OKLAHOMA CITY (KFOR) – If you have filled up your gas tank recently, you may have been surprised when you saw the cost at the pump. Prices are higher than we have seen in a year, and it is leaving many wondering why.
Some speculation that has been floating around regarding the higher gasoline prices is the Biden administration’s cancelation of the Keystone XL Pipeline.
“So as the cost of producing oil from drilling or moving it through pipes or refining it, all of that is going to increase the cost, and that will probably drive up costs for consumers,” said Brook Simmons, president of Petroleum Alliance of Oklahoma.
However, the former president of an oil and gas exploration and production company, Steve Agee, disagreed with that claim.
“I don’t think that the Biden decision to delay the Keystone XL portion of the pipeline has any impact on what we’re seeing right now,” said Agee. “Now, that’s not to say that it might not impact things in the future.”
Both experts agree that the winter weather played a part in driving up the price, but ultimately it was the market rebalancing.
“We’re starting to see a rebalancing, where the supply is coming down, demand is increasing,” said Simmons.
As more people begin to return to normal, as in commuting to work and traveling for vacation, the market balances out and the prices go up.
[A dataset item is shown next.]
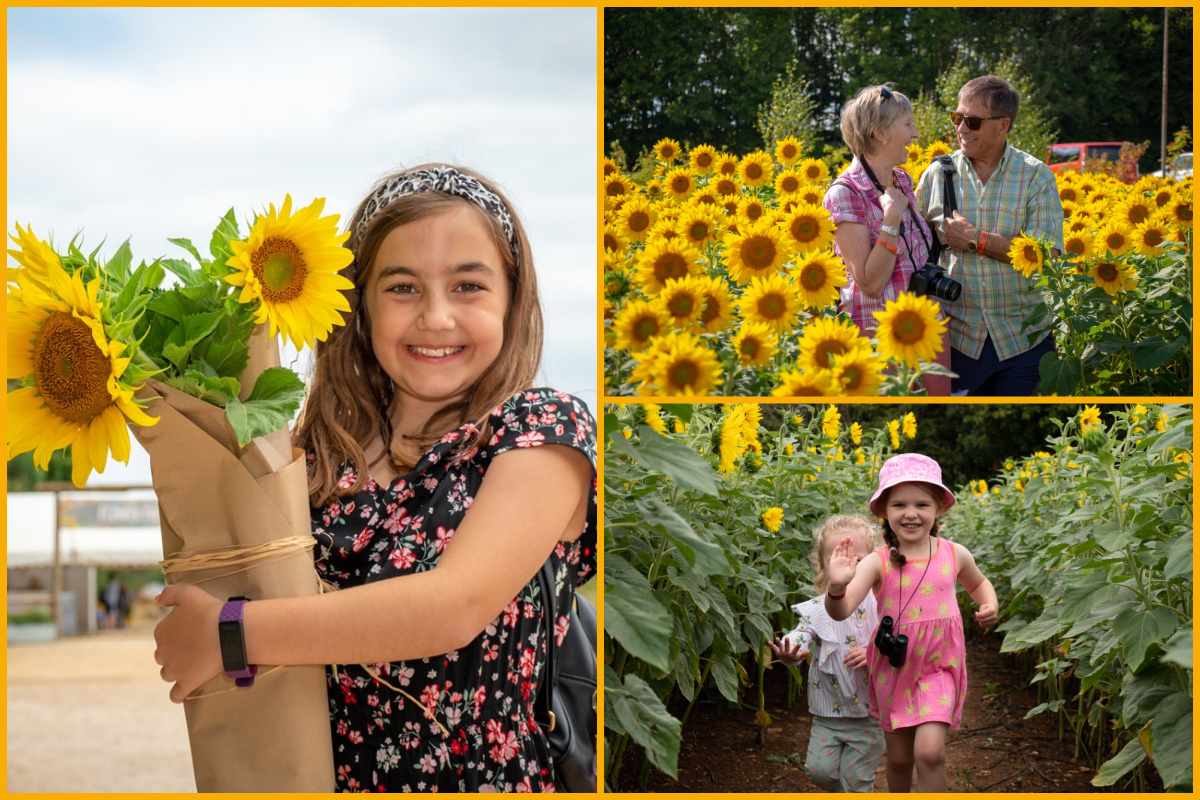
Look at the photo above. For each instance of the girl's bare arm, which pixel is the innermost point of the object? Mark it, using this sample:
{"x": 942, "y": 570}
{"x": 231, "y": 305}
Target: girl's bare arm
{"x": 503, "y": 541}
“However, as we move toward the summer, May, June, July, that’s when the driving season really picks up,” said Agee. “And if we start to see the incidence of covid ramping down, as people get their shots and we’re careful with what we do, if we start to see a pickup in driving, which we normally do in the summertime, then the demand for gasoline and diesel’s going to go back up. So that’ll put upward pressure on prices.”
Agee and Simmons said time will tell just how high the gasoline prices will go, but to remind residents that this process is normal for the oil and gas industry.